Don’t forget about accompaniments! A side of yogurt or a fresh salad can balance the meal.
Storing Leftovers
Refrigerator Storage
- Cool Down: Let the couscous cool to room temperature before storing.
- Containers: Use airtight containers to prevent moisture and contamination.
- Storage Time: I aim to eat refrigerated leftovers within 3 to 5 days.
Freezer Storage
- Freezing: For longer storage, I freeze the couscous in individual portion sizes.
- Labeling: I label each container with the date to track freshness.
- Storage Duration: Frozen couscous can stay good for 1 to 3 months.
Reheating Tips
- Thawing: Always thaw frozen couscous in the refrigerator overnight for safety.
- Reheating: I add a splash of water while reheating to restore moisture. Heat in the microwave or on the stove until warmed through.
Tips for Perfect Couscous Every Time
- Measure Ingredients Accurately: Using the right water-to-couscous ratio is key. Typically, I use 1 cup of couscous to 1.5 cups of boiling water or broth.
- Add Seasoning Early: I often sprinkle some salt or spices into the water before boiling. This infuses flavor right into the couscous.
- Control Heat Carefully: Once I add the couscous to the boiling liquid, I turn off the heat immediately. Let it sit covered for about 5 minutes to absorb the moisture.
- Fluff with a Fork: After the resting period, I use a fork to fluff the couscous gently.

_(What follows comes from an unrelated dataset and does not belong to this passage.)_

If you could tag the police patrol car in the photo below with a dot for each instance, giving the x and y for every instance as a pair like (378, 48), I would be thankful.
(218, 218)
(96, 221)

This prevents it from clumping together.
- Experiment with Mix-Ins: I like to add ingredients like roasted pumpkin, nuts, or dried fruit. This enhances the flavor and makes the dish more visually appealing.
- Avoiding Overcooking: Keep an eye on the time. Overcooking can lead to mushy couscous. Stick to the recommended soak time.
- Cooling Couscous: If I want to prepare it ahead, I spread the couscous on a baking sheet to cool. This helps to keep the grains separate.
Conclusion
Couscous with pumpkin offers a delightful blend of flavors and textures that I truly enjoy. The nutty taste of couscous pairs beautifully with the sweetness of pumpkin.
Serving couscous with pumpkin is perfect for any occasion, from casual dinners to festive gatherings. I appreciate how it can be both comforting and nourishing.
If you’re looking for a hearty and satisfying meal, I highly recommend trying this dish. It has quickly become one of my favorites in the kitchen.
One more accompaniment idea: Pair this salad with lamb kofta with yogurt dressing and thank me later!